Externally the houses were mostly made of wood, and fires were frequent. Overhanging eaves and windowed balconies shaded the streets. Only a few avenues in the larger towns were paved. Street lighting was unknown except on festival evenings; life was unsafe outdoors at night. There were no organised police; severe punishments were relied upon to deter crime. The penalty for robbery was death, or, in mild theft, cutting off the ears. Women who had murdered their husbands were buried alive, or were tortured with red hot tongs and then hanged. Die verflÜchte Jungfer, or Cursed maiden of iron, who received the condemned with arms of steel, enclosed him in a spiked embrace, and then relaxing, let him fall to a slow death in a pit of revolving knives and pointed bars.

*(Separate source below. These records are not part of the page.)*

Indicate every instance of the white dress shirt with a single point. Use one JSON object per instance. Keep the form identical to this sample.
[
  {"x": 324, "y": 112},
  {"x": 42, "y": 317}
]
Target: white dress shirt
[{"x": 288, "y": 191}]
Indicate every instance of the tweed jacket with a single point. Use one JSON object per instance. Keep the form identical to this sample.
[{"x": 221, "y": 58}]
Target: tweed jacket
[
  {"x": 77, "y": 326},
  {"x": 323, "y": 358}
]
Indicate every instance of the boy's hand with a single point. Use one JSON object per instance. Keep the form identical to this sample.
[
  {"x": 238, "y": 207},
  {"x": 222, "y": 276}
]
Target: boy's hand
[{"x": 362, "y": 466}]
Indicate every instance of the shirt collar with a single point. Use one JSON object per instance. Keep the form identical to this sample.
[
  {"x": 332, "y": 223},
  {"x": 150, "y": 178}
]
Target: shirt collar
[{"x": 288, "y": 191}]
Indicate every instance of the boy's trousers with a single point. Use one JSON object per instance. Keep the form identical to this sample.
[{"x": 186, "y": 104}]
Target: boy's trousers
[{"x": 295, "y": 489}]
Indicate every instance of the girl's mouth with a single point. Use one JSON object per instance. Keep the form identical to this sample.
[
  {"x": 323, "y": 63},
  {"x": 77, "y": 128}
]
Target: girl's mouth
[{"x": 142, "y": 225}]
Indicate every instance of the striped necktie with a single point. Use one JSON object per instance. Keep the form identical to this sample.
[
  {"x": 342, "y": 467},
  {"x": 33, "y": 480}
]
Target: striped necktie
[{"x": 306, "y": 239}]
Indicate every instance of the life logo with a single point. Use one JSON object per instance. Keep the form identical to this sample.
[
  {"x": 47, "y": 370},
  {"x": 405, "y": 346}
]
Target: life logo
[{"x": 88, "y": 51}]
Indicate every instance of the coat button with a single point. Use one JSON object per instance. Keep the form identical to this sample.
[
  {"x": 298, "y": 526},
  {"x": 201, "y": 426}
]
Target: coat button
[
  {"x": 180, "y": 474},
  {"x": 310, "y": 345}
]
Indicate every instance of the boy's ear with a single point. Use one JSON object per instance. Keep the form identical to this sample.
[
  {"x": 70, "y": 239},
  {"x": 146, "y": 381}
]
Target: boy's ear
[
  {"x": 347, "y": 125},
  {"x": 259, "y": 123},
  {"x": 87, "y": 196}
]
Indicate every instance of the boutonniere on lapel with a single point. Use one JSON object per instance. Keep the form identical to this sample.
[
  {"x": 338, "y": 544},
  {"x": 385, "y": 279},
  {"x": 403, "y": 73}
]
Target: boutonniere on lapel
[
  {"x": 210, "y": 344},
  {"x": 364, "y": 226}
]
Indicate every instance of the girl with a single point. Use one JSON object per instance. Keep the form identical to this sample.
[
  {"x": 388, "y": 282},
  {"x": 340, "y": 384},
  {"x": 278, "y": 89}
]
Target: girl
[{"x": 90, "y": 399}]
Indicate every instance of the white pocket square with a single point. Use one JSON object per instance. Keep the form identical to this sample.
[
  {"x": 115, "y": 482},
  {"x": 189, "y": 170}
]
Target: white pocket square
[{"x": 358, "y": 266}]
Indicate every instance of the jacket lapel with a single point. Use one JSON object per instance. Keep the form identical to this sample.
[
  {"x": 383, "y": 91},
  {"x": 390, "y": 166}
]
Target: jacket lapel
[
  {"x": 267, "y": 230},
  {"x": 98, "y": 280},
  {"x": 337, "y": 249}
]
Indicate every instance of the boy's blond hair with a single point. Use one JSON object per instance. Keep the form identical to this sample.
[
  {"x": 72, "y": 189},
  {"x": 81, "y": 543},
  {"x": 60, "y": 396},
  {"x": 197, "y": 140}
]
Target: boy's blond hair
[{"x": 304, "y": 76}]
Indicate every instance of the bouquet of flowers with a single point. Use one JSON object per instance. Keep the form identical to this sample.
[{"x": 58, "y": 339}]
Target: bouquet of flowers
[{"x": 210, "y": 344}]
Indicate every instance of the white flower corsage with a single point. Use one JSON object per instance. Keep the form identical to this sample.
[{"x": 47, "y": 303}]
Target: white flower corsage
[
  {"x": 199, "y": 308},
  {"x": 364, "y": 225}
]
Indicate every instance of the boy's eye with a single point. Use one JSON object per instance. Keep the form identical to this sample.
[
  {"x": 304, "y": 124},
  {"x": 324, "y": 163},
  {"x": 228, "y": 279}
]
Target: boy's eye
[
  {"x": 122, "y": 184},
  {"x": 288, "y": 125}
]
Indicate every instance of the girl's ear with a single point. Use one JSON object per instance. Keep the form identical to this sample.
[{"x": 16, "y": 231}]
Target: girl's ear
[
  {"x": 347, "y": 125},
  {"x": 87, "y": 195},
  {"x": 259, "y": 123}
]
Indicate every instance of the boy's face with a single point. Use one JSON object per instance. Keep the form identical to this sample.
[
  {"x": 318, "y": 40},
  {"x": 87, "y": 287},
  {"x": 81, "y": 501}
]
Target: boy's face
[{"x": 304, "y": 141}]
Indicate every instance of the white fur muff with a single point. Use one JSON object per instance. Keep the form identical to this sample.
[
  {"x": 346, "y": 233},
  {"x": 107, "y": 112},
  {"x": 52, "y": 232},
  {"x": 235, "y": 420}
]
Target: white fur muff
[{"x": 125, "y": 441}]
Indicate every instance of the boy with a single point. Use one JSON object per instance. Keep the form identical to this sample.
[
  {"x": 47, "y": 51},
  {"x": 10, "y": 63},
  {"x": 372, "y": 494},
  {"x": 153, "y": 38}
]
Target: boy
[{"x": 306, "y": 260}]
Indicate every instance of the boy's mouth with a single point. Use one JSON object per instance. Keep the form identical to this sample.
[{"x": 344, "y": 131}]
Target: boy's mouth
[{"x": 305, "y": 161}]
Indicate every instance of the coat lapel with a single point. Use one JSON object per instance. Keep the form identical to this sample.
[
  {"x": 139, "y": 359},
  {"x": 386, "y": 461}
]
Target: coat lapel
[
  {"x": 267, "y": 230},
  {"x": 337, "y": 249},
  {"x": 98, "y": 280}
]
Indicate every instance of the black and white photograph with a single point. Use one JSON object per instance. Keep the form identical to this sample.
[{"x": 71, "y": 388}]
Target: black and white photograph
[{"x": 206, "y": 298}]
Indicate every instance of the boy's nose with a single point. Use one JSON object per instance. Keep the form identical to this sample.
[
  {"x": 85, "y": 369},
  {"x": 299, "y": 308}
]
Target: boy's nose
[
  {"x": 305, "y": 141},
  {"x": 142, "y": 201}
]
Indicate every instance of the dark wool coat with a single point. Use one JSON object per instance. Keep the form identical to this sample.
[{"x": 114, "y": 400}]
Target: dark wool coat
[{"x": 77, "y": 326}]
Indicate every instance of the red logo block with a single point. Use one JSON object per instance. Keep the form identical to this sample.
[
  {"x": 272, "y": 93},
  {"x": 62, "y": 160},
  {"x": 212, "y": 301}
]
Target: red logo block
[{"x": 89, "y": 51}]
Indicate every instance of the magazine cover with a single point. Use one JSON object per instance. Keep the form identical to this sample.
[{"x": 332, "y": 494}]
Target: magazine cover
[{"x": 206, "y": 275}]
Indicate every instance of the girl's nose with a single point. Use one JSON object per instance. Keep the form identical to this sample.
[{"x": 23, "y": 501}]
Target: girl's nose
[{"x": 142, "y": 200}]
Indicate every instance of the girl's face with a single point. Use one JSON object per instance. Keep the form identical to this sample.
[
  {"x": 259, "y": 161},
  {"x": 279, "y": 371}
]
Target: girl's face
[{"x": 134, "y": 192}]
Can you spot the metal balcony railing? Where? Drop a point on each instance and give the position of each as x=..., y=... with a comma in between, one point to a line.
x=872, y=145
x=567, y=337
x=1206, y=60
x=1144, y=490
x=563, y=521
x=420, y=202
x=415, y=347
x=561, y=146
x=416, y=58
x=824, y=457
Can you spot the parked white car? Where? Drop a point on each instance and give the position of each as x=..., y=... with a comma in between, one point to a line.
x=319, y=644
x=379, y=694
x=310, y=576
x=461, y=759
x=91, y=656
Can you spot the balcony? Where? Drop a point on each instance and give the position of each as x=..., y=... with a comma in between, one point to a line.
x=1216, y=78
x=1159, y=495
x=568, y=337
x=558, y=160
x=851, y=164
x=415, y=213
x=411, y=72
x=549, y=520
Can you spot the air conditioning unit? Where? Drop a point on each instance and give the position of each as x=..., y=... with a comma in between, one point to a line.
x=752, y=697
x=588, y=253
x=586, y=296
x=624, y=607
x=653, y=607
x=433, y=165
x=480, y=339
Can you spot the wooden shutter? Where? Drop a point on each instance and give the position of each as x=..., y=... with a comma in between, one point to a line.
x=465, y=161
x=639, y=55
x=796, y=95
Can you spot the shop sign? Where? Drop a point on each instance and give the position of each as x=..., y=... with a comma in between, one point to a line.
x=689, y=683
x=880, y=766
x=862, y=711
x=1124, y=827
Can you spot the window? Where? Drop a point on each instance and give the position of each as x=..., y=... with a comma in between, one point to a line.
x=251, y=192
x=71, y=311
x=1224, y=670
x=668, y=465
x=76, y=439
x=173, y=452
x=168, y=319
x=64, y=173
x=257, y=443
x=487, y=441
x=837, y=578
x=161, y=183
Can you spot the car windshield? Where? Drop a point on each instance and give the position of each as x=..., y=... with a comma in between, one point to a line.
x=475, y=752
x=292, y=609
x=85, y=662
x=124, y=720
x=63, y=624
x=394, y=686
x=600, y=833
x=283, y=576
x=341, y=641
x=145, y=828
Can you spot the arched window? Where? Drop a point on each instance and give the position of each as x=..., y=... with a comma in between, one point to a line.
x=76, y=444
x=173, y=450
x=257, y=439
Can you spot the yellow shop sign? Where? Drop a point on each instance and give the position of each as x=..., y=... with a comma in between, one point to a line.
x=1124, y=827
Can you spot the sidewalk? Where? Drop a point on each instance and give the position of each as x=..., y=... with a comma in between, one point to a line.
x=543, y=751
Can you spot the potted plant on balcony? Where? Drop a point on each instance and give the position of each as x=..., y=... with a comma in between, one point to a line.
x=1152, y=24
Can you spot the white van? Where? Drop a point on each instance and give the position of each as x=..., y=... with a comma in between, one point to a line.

Political morality accorded with general moral laxity. Bribery was wide spread, and worst at the top. Commercialism -- the sacrifice of morals to money -- was as intense as in any age; money, not man, was the measure of all things. Yet these same hustling burghers gave large sums to charity. “In papal times,” Luther wrote, “men gave with both hands. It snowed alms, foundations, and legacies. Our forefathers, lords and kings, princes and other folk gave richly -- yes to overflowing -- to churches, parishes, burses, hospitals.” It was a sign of a secularizing age that many charitable bequests were left, not to ecclesiastical bodies but to town councils, for distribution to the poor.
Manners became coarser-- in France and England as well as in Germany -- when the plutocracy of money superseded the aristocracy of birth in controlling the economy. Drunkenness was the national vice; both Luther and Hutten denounced it. Forks had come to Germany in the fourteenth century, but men and women still liked to eat with their fingers.
Dress was grandiose. Workmen were content with cap or felt hat, short blouse and trousers tucked into boots, or high shoes. Rich women wore crowns of gold, or gold embroidered hoods, and braided gold threads in their hair. On festive occasions men might outshine women in magnificence. Thousands of men and women travelled. They moved in painful delight on horses or mules, bearing the discomfort of unpaved roads and unwashed inns. Sensible persons, when they could, journeyed by boat along the Rhine, the Danube, or other great rivers. By 1500 a postal service, open to all, united the major towns.
All in all the picture is one of a people too vigorous and prosperous to tolerate any longer the manacles of feudalism or the exactions of Rome. A proud sense of German nationality survived all political fragmentation, and checked supernational emperors as well as supernatural popes. The Reformation would defeat the Holy Roman Empire as well as the papacy. In the 1,500 year war between Teuton and Roman, victory was once more, as in the fifth century, inclining toward Germany.